On November 25, 2008, US Secretary of Defense Robert Gates signed a memorandum authorizing the Secretaries of the Army, Navy, and Air Force to implement a new non-citizen recruiting pilot program for the United States Armed Forces. Titled “Military Accessions Vital to the National Interest” (MAVNI), the new pilot program allows certain non-citizens who are legally present in the United States to join the military and apply immediately for US citizenship without first obtaining lawful permanent residence.
The US Army MAVNI recruiting program, which seeks to recruit health care professionals and persons who speak certain strategic languages, began on Monday, February 23, 2009.
Under the MAVNI program, the Army is not sponsoring anyone for a visa or green card or authorizing anyone to enter the United States for the purpose of enlistment. This program is not available to persons who are overseas. Instead, MAVNI allows certain aliens who are already legally present in the United States to enlist. Under the Army’s rules, all MAVNI recruits must pass an English test and score 50 or higher on the Armed Forces Qualification Test (AFQT).

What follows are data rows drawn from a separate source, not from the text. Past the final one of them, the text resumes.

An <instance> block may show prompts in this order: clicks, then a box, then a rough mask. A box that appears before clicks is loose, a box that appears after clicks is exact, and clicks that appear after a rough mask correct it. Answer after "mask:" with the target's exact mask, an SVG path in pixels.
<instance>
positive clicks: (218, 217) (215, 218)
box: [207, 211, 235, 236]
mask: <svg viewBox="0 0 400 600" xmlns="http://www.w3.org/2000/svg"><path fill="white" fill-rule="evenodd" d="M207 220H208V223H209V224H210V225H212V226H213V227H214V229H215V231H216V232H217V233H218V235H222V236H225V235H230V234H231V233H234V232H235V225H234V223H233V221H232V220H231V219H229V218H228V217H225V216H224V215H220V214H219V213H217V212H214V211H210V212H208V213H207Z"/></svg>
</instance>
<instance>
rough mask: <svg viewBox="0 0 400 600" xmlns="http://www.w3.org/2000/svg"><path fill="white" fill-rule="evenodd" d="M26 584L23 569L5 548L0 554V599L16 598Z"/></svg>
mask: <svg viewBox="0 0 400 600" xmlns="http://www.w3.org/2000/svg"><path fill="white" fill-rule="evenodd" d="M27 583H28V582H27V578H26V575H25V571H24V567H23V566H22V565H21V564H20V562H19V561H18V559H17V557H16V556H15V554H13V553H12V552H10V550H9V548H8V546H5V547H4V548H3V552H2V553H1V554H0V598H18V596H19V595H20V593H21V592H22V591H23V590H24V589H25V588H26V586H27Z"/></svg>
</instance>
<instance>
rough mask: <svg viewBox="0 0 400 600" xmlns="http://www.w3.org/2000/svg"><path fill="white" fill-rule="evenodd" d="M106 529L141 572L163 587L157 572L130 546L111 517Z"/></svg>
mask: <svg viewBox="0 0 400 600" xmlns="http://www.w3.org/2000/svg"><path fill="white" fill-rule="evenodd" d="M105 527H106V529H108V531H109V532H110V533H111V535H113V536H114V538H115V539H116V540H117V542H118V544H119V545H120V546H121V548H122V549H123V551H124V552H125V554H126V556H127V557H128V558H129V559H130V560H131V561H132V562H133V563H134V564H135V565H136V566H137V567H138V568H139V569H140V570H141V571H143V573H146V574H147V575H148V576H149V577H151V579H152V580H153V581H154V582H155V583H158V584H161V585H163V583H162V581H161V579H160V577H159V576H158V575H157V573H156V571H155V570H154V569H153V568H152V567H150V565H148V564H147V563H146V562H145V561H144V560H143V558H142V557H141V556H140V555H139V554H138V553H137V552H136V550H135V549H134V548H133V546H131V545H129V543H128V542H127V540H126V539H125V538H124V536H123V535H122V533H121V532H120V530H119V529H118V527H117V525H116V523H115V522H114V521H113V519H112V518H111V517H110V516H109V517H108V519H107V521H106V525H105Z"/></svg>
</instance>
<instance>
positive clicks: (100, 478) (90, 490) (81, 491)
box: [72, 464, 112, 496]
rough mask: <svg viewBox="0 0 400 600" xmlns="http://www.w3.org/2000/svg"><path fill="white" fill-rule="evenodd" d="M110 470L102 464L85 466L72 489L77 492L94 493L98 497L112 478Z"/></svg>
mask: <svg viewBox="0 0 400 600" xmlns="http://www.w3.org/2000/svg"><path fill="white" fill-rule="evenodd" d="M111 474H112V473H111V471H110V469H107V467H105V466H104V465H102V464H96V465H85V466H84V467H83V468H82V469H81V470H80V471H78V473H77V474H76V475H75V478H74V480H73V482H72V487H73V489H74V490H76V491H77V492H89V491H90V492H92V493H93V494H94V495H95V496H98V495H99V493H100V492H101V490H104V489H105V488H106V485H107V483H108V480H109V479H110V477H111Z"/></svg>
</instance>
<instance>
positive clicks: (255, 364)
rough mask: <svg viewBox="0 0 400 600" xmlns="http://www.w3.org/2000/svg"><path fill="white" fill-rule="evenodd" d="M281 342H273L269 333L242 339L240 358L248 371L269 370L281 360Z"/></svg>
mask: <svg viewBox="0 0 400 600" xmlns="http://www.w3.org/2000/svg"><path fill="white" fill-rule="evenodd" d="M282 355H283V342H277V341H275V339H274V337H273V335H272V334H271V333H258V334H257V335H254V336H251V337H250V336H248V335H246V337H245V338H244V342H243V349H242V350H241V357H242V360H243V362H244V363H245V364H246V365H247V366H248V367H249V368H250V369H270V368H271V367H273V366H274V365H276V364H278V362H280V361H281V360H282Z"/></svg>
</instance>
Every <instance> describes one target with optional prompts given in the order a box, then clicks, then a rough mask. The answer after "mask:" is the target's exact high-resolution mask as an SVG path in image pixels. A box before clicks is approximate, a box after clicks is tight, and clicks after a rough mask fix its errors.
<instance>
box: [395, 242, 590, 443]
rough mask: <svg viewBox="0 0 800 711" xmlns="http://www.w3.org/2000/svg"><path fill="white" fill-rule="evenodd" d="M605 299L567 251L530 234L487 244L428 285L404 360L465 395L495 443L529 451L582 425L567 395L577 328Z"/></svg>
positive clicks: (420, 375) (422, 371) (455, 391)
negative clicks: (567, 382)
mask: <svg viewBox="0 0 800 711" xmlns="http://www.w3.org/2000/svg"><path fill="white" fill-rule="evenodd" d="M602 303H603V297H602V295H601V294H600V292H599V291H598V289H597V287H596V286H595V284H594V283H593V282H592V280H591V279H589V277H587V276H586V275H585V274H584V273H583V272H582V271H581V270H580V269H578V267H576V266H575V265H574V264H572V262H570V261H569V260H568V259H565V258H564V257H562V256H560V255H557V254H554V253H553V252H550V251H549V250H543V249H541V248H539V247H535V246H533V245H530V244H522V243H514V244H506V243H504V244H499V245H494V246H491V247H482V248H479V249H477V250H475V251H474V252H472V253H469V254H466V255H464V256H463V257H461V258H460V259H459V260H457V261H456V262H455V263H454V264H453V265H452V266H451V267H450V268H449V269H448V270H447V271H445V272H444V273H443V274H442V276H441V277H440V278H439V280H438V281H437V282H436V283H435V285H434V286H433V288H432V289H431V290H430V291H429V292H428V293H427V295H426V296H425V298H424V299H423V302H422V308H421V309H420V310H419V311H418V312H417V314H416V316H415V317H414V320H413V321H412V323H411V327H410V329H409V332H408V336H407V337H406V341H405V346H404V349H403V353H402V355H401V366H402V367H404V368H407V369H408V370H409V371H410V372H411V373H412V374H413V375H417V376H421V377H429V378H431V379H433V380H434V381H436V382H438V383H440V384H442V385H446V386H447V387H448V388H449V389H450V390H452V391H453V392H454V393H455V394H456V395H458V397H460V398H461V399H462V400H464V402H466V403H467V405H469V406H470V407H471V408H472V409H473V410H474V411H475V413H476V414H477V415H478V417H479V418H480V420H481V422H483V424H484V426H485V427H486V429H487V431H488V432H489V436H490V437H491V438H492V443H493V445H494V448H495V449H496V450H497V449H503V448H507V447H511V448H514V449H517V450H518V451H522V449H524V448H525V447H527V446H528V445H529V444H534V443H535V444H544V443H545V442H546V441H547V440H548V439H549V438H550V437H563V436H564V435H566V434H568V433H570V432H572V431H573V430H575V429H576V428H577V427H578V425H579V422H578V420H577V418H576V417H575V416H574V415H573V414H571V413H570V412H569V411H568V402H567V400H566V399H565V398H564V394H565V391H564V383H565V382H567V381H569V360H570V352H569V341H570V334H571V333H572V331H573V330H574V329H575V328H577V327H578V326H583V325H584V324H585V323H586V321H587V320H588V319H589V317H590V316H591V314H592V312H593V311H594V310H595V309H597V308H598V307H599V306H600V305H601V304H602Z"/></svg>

Here is an example from an article by Margaret Stock: A J-1 doctor who has been in the United States legally for two years and who is licensed to practice medicine in the United States may enlist in the Army Reserve under the MAVNI program. Upon enlistment, the doctor may apply for US citizenship, even if the doctor has not yet met the 2-year home residency requirement or obtained lawful permanent residence. Notwithstanding the lack of a “green card,” the doctor may receive US citizenship in six months or less. The doctor and her civilian employer will thereby save time and the thousands of dollars in costs associated with the processing of the complex paperwork normally required to move from J-1 to lawful permanent resident. In return, the United States Army Reserve will gain a new military doctor.